Modify the function that formats the p-values, change variable labels, updating tumor response header, and add a correction for multiple testing.

trial %>%
  select(response, age, grade) %>%
  mutate(response = factor(response, labels = c("No Tumor Response", "Tumor Responded"))) %>%
  tbl_summary(
    by = response, 
    missing = "no",
    label = list(age ~ "Patient Age", grade ~ "Tumor Grade")
  ) %>%
  add_p(pvalue_fun = ~style_pvalue(.x, digits = 2)) %>%
  add_q()
Characteristic No Tumor Response, N = 1321 Tumor Responded, N = 611 p-value2 q-value3
Patient Age 46 (36, 55) 49 (43, 59) 0.091 0.18
Tumor Grade 0.93 0.93
I 46 (35%) 21 (34%)
II 44 (33%) 19 (31%)
III 42 (32%) 21 (34%)

1 Median (IQR); n (%)

2 Wilcoxon rank sum test; Pearson's Chi-squared test

3 False discovery rate correction for multiple testing


Include missing tumor response as column using fct_explicit_na().

trial %>%
  select(response, age, grade) %>%
  mutate(
    response = factor(response, labels = c("No Tumor Response", "Tumor Responded")) %>% 
      fct_explicit_na(na_level = "Missing Response Status")
  ) %>%
  tbl_summary(
    by = response, 
    label = list(age ~ "Patient Age", grade ~ "Tumor Grade")
  )  
Characteristic No Tumor Response, N = 1321 Tumor Responded, N = 611 Missing Response Status, N = 71
Patient Age 46 (36, 55) 49 (43, 59) 52 (44, 57)
Unknown 7 3 1
Tumor Grade
I 46 (35%) 21 (34%) 1 (14%)
II 44 (33%) 19 (31%) 5 (71%)
III 42 (32%) 21 (34%) 1 (14%)

1 Median (IQR); n (%)


Paired t-test

# imagine that each patient recieved Drug A and Drug B (adding ID showing their paired measurements)
trial_paired <-
  trial %>%
  select(trt, marker) %>%
  group_by(trt) %>%
  mutate(id = row_number()) %>%
  ungroup()

# you must first delete incomplete pairs from the data, then you can build the table
trial_paired %>%
  # delete missing marker values
  filter(!is.na(marker)) %>%
  # keep IDs with both measurements
  group_by(id) %>%
  filter(n() == 2) %>%
  ungroup() %>%
  # summarize data
  tbl_summary(by = trt, include = -id) %>%
  add_p(test = marker ~ "paired.t.test", group = id)
Characteristic Drug A, N = 881 Drug B, N = 881 p-value2
Marker Level (ng/mL) 0.84 (0.24, 1.66) 0.52 (0.17, 1.22) 0.2

1 Median (IQR)

2 Paired t-test


Include p-values comparing all groups to a single reference group.
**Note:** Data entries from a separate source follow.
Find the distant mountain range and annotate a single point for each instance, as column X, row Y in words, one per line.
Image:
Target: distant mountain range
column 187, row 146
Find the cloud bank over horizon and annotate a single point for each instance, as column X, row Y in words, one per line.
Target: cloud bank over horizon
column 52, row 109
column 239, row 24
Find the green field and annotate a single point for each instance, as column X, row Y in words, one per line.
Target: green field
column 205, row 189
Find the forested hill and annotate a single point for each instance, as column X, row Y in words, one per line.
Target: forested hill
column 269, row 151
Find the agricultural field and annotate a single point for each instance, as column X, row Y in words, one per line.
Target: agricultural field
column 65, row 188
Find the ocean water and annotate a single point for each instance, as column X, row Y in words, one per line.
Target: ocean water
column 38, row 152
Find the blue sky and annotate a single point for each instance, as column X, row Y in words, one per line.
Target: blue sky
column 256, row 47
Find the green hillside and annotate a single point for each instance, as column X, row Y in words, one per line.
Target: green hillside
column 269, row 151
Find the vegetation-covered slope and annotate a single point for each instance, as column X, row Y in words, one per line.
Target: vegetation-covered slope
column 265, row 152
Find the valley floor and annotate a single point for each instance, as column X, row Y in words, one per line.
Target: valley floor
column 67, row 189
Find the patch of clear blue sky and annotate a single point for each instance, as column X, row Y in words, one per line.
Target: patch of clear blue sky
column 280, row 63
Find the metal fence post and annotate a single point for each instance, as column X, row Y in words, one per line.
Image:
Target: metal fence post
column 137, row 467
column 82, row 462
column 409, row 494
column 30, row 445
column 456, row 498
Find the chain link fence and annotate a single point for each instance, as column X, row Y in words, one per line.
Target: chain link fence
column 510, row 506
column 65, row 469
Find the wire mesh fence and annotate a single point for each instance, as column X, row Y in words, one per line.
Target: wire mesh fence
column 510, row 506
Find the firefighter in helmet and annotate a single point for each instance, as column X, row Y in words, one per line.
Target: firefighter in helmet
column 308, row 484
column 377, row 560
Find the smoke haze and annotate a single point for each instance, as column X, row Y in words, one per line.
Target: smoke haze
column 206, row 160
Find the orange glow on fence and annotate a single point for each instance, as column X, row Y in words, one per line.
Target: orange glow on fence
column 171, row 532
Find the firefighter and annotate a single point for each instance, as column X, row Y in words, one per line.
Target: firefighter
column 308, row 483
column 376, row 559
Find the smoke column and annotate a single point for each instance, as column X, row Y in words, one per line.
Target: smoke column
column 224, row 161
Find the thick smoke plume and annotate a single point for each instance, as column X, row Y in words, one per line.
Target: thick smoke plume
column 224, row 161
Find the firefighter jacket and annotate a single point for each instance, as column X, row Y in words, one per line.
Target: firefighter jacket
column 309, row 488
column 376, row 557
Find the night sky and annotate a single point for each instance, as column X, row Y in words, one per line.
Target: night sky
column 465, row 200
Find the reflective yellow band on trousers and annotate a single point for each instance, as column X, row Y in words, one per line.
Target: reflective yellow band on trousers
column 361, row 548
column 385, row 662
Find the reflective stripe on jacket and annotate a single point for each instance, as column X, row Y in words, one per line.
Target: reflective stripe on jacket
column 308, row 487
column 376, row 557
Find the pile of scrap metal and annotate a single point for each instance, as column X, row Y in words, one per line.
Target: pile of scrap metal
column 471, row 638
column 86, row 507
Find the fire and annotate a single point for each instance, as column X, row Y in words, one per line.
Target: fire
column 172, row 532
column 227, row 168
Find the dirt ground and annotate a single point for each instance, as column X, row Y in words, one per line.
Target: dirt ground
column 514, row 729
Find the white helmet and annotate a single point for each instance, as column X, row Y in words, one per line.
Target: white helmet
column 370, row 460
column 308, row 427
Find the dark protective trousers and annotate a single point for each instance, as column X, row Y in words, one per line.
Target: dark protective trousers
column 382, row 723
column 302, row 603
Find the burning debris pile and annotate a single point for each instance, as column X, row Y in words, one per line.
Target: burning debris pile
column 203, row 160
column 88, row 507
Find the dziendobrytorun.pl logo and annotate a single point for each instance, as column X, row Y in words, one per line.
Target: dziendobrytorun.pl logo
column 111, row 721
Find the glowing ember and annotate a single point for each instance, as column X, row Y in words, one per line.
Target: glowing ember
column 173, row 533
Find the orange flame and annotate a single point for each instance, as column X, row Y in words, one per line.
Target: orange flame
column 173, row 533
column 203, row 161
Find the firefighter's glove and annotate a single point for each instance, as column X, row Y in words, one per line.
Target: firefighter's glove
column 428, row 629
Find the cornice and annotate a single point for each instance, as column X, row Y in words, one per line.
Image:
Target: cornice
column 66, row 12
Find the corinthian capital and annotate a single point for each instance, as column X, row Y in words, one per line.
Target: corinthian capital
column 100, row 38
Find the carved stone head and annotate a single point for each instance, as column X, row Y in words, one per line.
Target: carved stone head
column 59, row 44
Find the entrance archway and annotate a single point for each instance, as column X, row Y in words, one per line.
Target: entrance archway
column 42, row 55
# table summarizing data with no p-values
t0 <- trial %>%
  select(grade, age, response) %>%
  tbl_summary(by = grade, missing = "no") %>%
  modify_header(stat_by = md("**{level}**"))

# table comparing grade I and II
t1 <- trial %>%
  select(grade, age, response) %>%
  filter(grade %in% c("I", "II")) %>%
  tbl_summary(by = grade, missing = "no") %>%
  add_p() %>%
  modify_header(p.value ~ md("**I vs. II**")) %>%
  # hide summary stat columns
  modify_table_header(all_stat_cols(), hide = TRUE)

# table comparing grade I and II
t2 <- trial %>%
  select(grade, age, response) %>%
  filter(grade %in% c("I", "III")) %>%
  tbl_summary(by = grade, missing = "no") %>%
  add_p()  %>%
  modify_header(p.value ~ md("**I vs. III**")) %>%
  # hide summary stat columns
  modify_table_header(all_stat_cols(), hide = TRUE)

# merging the 3 tables together, and adding additional gt formatting
tbl_merge(list(t0, t1, t2)) %>%
  modify_spanning_header(
    list(
      all_stat_cols() ~ "**Tumor Grade**",
      starts_with("p.value") ~ "**p-values**"
    )
  )
Characteristic Tumor Grade p-values
I1 II1 III1 I vs. II2 I vs. III2
Age 47 (37, 56) 48 (37, 57) 47 (38, 58) 0.7 0.5
Tumor Response 21 (31%) 19 (30%) 21 (33%) >0.9 0.9

1 Median (IQR); n (%)

2 Wilcoxon rank sum test; Fisher's exact test


Add additional statistics as additional columns.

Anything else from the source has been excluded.